À cette occasion, les photographies et les noms des journalistes tués lors des attaques israéliennes ont été exposés sur la place. Des milliers de paires de chaussures d’enfants ont également été disposées sur le site en mémoire des jeunes victimes.
Au cours de la cérémonie, les noms des enfants tués à Gaza ainsi que leur âge au moment de leur décès ont été lus individuellement par différents participants.
Les bénévoles présents ont par ailleurs distribué des brochures sur la situation à Gaza afin d’informer les passants des développements et des conditions actuelles dans ce territoire.
« Comment peut-on parler de cessez-le-feu ? »
Dans un entretien accordé à Anadolu, Esther van der Most, directrice de la fondation Stichting Plant een Olijfboom, a indiqué que son organisation organisait pour la dix-septième fois une cérémonie en mémoire des enfants palestiniens tués lors des attaques israéliennes et, pour la cinquième fois, un hommage aux journalistes décédés.
Rappelant que lors de la première cérémonie commémorative, organisée en décembre 2023 à Rotterdam, 8 000 paires de chaussures d’enfants avaient été exposées, elle a déclaré : « Aujourd’hui, le nombre d’enfants tués a atteint 21 000. Nous sommes ici parce que nous voulons que les Palestiniens puissent vivre, grandir, vieillir dans la sécurité et vivre librement. Mais en raison du génocide qu’Israël mène contre le peuple palestinien, cela est actuellement impossible. »
Soulignant que ce qu’elle qualifie de génocide ne se limite pas à Gaza et se poursuit également en Cisjordanie, elle a ajouté : « Lorsque des êtres humains sont tués chaque jour, comment peut-on parler de cessez-le-feu ? La semaine dernière, un bébé de sept mois nommé Sam a été tué en Cisjordanie. Il n’était pas le premier ; au cours de l’année écoulée, des centaines d’autres enfants y ont également perdu la vie.

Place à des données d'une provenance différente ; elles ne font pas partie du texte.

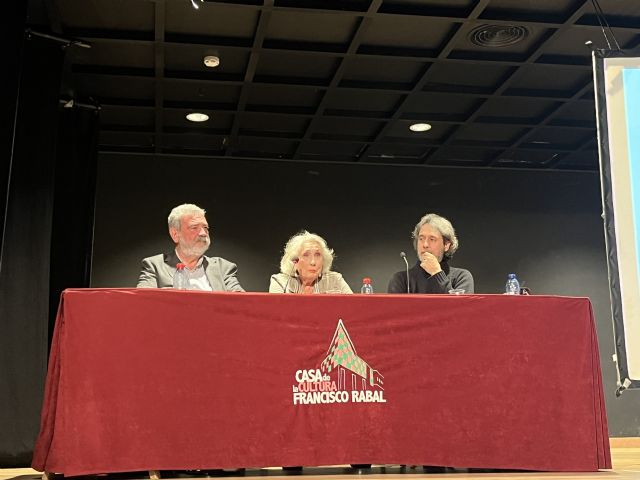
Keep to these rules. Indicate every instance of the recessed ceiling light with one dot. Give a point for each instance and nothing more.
(212, 61)
(420, 127)
(197, 117)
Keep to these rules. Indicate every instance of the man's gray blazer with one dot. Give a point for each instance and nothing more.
(157, 272)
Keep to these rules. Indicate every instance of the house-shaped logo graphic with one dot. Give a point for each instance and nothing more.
(346, 368)
(343, 376)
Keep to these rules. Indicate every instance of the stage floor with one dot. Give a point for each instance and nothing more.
(625, 454)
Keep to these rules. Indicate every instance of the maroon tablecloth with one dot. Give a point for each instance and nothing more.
(164, 379)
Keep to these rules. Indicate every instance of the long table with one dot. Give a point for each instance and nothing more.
(165, 380)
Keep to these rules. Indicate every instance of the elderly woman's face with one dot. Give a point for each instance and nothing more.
(310, 261)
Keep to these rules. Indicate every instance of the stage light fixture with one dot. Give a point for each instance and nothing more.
(197, 117)
(420, 127)
(212, 61)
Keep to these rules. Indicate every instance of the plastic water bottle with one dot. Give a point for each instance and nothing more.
(513, 285)
(180, 280)
(366, 286)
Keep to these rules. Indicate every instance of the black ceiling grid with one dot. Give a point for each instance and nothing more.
(503, 83)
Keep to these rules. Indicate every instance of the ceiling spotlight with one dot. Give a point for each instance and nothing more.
(197, 117)
(212, 61)
(420, 127)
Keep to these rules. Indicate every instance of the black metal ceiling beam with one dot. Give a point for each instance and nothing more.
(159, 32)
(258, 40)
(53, 14)
(520, 142)
(577, 14)
(570, 61)
(418, 87)
(356, 40)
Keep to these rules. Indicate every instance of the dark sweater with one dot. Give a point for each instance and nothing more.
(421, 282)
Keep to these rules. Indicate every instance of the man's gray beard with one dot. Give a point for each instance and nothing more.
(197, 250)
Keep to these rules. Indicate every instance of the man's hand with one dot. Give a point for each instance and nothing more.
(429, 263)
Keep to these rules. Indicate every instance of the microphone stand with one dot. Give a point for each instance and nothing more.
(294, 262)
(404, 257)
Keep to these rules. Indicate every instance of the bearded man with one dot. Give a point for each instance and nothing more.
(435, 242)
(189, 230)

Cette situation doit cesser. »
S’adressant également au gouvernement néerlandais, elle a appelé à des mesures concrètes : « Il faut mettre un terme à cette situation, imposer des sanctions et agir. Ne placez pas Israël, qui poursuit la destruction d’un peuple, dans une position privilégiée. Je suis en colère contre mon gouvernement, car nous ne devrions pas coopérer avec le régime israélien qui est en train d’anéantir un peuple. »

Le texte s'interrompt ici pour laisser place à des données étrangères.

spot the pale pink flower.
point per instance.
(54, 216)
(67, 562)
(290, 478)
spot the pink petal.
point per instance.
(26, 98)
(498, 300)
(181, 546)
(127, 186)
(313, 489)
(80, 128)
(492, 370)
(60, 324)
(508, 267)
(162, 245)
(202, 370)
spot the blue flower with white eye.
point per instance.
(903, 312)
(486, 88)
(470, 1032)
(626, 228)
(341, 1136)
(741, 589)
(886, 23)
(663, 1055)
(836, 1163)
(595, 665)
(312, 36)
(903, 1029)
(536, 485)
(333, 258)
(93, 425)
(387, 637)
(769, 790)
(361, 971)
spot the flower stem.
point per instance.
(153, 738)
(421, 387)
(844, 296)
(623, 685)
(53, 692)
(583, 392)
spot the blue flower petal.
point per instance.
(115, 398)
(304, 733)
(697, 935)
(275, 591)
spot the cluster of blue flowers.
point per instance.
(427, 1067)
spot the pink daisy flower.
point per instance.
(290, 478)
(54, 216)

La directrice de la fondation Stichting Plant een Olijfboom a enfin rappelé que les journalistes tués avaient eux aussi été honorés lors de cette cérémonie aux côtés des enfants palestiniens. « Le nombre de journalistes tués dépasse désormais les 300. Lorsque l’on réduit les journalistes au silence, on cherche en réalité à empêcher la vérité d’atteindre l’opinion publique. Mais nous continuerons à faire entendre la vérité », a-t-elle conclu.